How would I go about implementing something along the lines of "scrubby sliders", like in Photoshop and quite a few other image-processing applications?

They are slightly hard to describe.. basically you have a regular numeric input-box, but you can click-and-hold the mouse button, and it functions like a slider (until you release). If you click in the box, you can select text, edit/paste/etc as usual.

The Photoshop docs describe it, and I put together a quick example video (an example of the sliders in Shake)

Another similar implementation would be the jog-wheel in Final Cut Pro, which functions similarly, without the numeric readout being underneath.

I can't seem to find any mention of implementing these, although there is probably alternative names for this. It is for a OS X 10.5 Cocoa application.

It is for a colour-grading application, where a user might need to make tiny adjustments (0.001, for example), to huge adjustments (say, -100 +100) on the same control. A regular slider isn't accurate enough over that range of value.

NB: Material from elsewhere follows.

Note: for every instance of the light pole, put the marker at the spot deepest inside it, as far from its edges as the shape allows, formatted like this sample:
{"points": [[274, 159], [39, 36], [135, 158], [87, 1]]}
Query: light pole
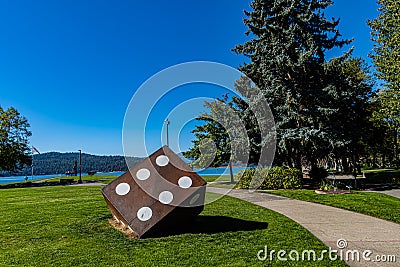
{"points": [[80, 167], [167, 122]]}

Copy-and-pasting values into the box would be a secondary concern to scrubbing the values, and the Photoshop/Shake setup really well. The unobviousness of the control is also of a low concern, as it's not a "regular desktop application"

+4  A: 

I've encountered those. They suck, because they prevent the user from dragging to select the text of the number.

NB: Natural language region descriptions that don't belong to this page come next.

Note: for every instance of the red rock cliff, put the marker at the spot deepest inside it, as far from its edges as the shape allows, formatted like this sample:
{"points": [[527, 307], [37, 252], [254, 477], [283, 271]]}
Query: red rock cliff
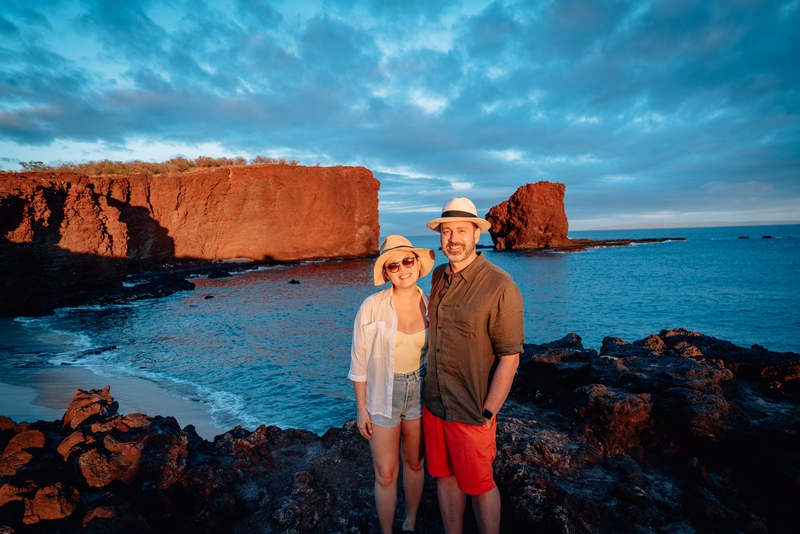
{"points": [[69, 232], [532, 218]]}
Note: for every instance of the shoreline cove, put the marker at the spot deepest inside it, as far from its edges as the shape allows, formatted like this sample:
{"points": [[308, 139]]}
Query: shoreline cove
{"points": [[647, 433]]}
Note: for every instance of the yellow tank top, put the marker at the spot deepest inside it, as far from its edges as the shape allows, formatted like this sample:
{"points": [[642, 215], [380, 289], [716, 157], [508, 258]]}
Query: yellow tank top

A better idea would be a miniature slider beneath the field that expands to a full-size slider when the user holds down the mouse button on it and collapses back to its miniature size when the user releases the mouse button. This way, the selection behavior is still available, but you also provide the slider—and in a more obvious way.

There's no built-in class in Cocoa for either one. You'll have to implement your own.

Peter Hosey
"prevent the user from dragging to select the text" They don't tend to, if you double-click, it usually disables the scrubbyness, so you can select text as usual
dbr
Well, *that's* not obvious.
Peter Hosey
Actually, it's usually activated by a single click (In shake/Photoshop). That said, I've only seen such controls in fairly "high-end" applications, where they are absurdly useful and nice to use. I agree they are a bit obscure and unobvious for a "normal" desktop application.
dbr
Not so useful if you want to select the text (and haven't found out that you can select if you double-click but not if you single-click). I stand by the alternative I suggested—it would work just as well and be obvious to the user.
Peter Hosey
+1  A: 

I doubt that this exists in Cocoa framework. As far as I remember it is not mentioned in the Apple Human Interface Guidelines.

You can develop one yourself by using a custom view and tracking mouse events (-mouseDown:, mouseUp:, -mouseDragged:).